CDN vendor Cloudflare uses a range of tools to ensure customer data is protected at all levels via a zero trust approach. The company deploys browser isolation (the technique of keeping Internet data off a corporate browser) to keep applications that use models such as ChatGPT from leaking data to the public Internet.

At least one customer has found this approach useful. “We wanted to let employees take advantage of AI while keeping it safe,” said Tanner Randolph, CISO at Applied Systems, which provides software-as-a-service (SaaS) to the insurance industry. “We prevent users from copying and pasting sensitive data from other apps into our isolated instance of ChatGPT, which prevents a lot of company info from being exposed to the tool.”

AI Serves Zero Trust

Notably, zero trust techniques can benefit from the application of AI, according to both Christopher Hong and Chris Hogan, VP, Enterprise Security Architecture and Innovation at Mastercard. In a blog post, Hogan cited AI’s potential use in behavior analytics that identify normal user behavior, as well as in automating responses to threats and in adaptive access, or denying or admitting access to users based on real-time observation. Hogan wrote:

“The start of many Zero Trust journeys may have been constrained by the limitations of available technologies in the past. However, the stage has dramatically shifted with the sudden proliferation of AI, unveiling a host of capabilities far exceeding expectations. Within this new but not-yet-defined landscape, it's plausible to envision many organizations attaining an optimal posture for Zero Trust.”
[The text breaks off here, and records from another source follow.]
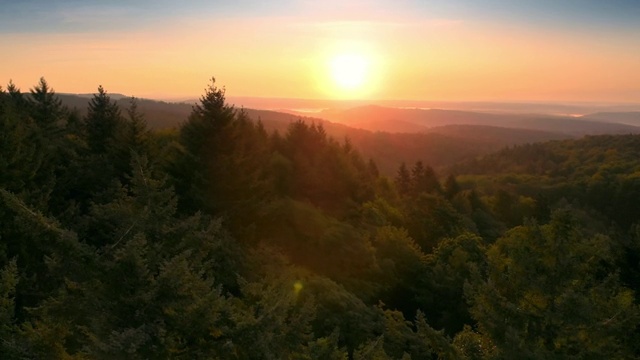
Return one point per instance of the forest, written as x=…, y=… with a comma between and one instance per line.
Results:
x=225, y=239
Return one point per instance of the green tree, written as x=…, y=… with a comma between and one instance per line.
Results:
x=553, y=292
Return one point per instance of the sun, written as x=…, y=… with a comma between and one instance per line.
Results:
x=349, y=72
Protecting PII and Secrets

Vendors offer a mix of solutions to protect PII and corporate data in AI workloads, including end-to-end data encryption; multiparty computation (MPC, which allows multiple users to share data without revealing all their own data); and regular monitoring and auditing.
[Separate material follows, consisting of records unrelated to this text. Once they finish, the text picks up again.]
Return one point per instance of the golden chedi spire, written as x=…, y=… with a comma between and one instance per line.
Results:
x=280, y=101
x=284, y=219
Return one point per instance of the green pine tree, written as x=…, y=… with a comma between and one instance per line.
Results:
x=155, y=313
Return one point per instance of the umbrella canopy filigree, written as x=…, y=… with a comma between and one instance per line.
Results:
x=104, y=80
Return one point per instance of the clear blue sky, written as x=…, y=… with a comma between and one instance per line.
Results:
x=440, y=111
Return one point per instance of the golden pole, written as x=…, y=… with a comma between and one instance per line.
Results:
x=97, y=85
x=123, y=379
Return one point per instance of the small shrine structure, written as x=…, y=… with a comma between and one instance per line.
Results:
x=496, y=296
A startup called Private AI, based in Toronto, specializes in redacting or replacing PII in over 50 languages. It’s being used to remove PII and confidential company data from unstructured data sets, including those used with ChatGPT.
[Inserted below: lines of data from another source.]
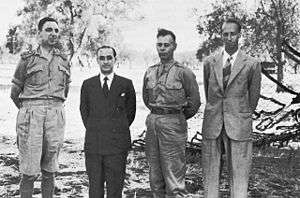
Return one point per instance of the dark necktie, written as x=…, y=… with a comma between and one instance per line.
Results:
x=226, y=72
x=105, y=87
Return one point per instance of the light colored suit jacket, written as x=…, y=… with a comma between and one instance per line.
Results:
x=234, y=105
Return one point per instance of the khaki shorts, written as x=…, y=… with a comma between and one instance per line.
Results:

Another startup, Dasera, based in Mountain View, Calif., provides a platform for data security posture management (DSPM) that encompasses PII. By automatically finding, tagging, and tracking PII in corporate data used for AI inferencing, Dasera claims to reduce the security risks associated with PII.

Keeping AI Data Close

Another tactic for managing private AI is maintaining AI data close to the AI infrastructure on which is it used for inferencing. This approach reduces latency and can improve security, since it restricts the processing of data to isolated locations that can be more easily tracked than multiple distributed sites. AI inferencing at the edge also allows for more efficient use of corporate bandwidth.

In conclusion, private AI is a design approach geared to ensuring the safety and integrity of enterprise data used in GenAI inferencing. The need to provide secure and limited access to data, to monitor its use, and to provide threat remediation will become crucial as companies use their data to inform AI applications.